Transform raw scores into standard scores (z scores) and vice versa.
137
A standard score, called a z score, transforms a raw score so that it is expressed in terms of how many standard deviations it falls away from the mean. A positive z score means the score falls above the mean, a negative z score means it falls below the mean, and a z score of zero means the score falls right at the mean. z scores standardize scores, allowing different variables to be expressed in a common unit of measurement.
Describe the normal curve and calculate the likelihood of an outcome falling in specified areas of it.

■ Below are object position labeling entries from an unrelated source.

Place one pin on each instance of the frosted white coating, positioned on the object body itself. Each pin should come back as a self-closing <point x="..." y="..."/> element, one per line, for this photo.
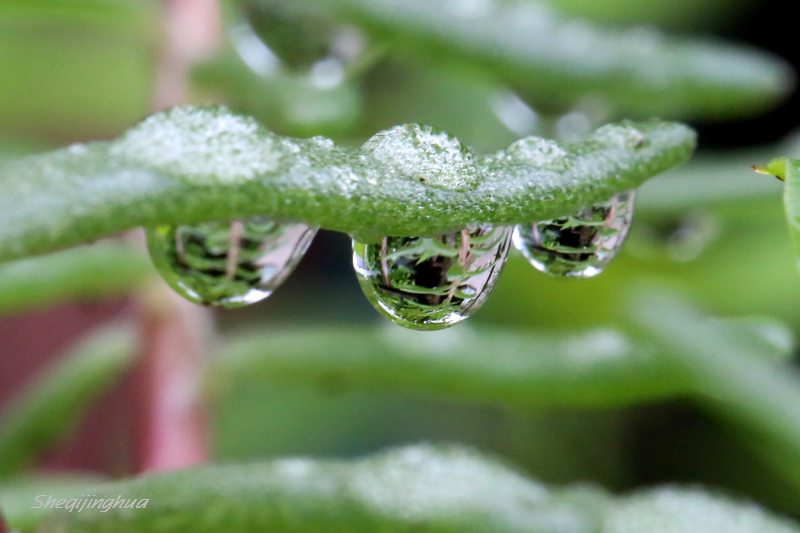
<point x="204" y="145"/>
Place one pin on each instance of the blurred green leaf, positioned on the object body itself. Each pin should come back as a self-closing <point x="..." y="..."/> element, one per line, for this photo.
<point x="49" y="407"/>
<point x="192" y="165"/>
<point x="75" y="69"/>
<point x="710" y="179"/>
<point x="732" y="378"/>
<point x="677" y="510"/>
<point x="553" y="60"/>
<point x="97" y="271"/>
<point x="18" y="496"/>
<point x="597" y="368"/>
<point x="791" y="196"/>
<point x="287" y="103"/>
<point x="435" y="489"/>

The normal distribution is important because it is believed that many psychological variables are normally distributed. The normal curve is a specific bell-shaped curve, defined by the percentage of cases that fall in specified areas. About 34% of cases fall from the mean to 1 standard deviation above the mean, ≈14% fall from 1 to 2 standard deviations above the mean, and ≈2% fall from 2 standard deviations above to 3 above the mean. Because the normal distribution is symmetric, the same percentages fall below the mean. It is rare that a case has a score more than 3 standard deviations from the mean.

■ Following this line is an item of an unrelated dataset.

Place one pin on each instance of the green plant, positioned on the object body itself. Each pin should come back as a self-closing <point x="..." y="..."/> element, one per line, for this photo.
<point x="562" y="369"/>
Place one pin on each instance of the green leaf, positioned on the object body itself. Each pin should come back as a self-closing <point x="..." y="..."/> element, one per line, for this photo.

Appendix Table 1 lists the percentage of cases that fall in specified segments of the normal distribution. A flowchart, Figure 4.12, can be used as a guide to find the area under a normal curve that is above a z score, below a z score, or from the mean to a z score.
Transform raw scores and standard scores into percentile ranks and vice versa.
Percentile ranks tell the percentage of cases in a distribution that have scores at or below a given level. They provide easy-to-interpret information about how well a person performed on a test.
Calculate the probability of an outcome falling in a specified area under the normal curve.
Conclusions that statisticians draw are probabilistic.
Probability is defined as the number of ways a specific outcome or event can occur, divided by the total number of possible outcomes.
The normal curve can be divided into a middle section and extreme sections. A middle percentage of scores is symmetric around the midpoint, while an extreme percentage is evenly divided between the two tails of the distribution. The same z score, for example, defines the middle 60% and the extreme 40%. The middle 60% consists of the first 30% above the midpoint and the first 30% below the midpoint, while the extreme 40% consists of the 20% of scores above the middle 60% and the 20% below it.
z scores can be used to find the probability that a score, selected at random, falls in a certain section of the normal curve. For example, p = .50 that a score selected at random has a score at or below the mean.
The rare zone of a distribution is the part in the tails where scores rarely fall. Commonly, statisticians consider something rare if it happens less than 5% of the time. If rare is written as p < .05, then a common outcome is written as p > .05, meaning it happens more than 5% of the time. The common zone of a distribution is the central part where scores commonly fall.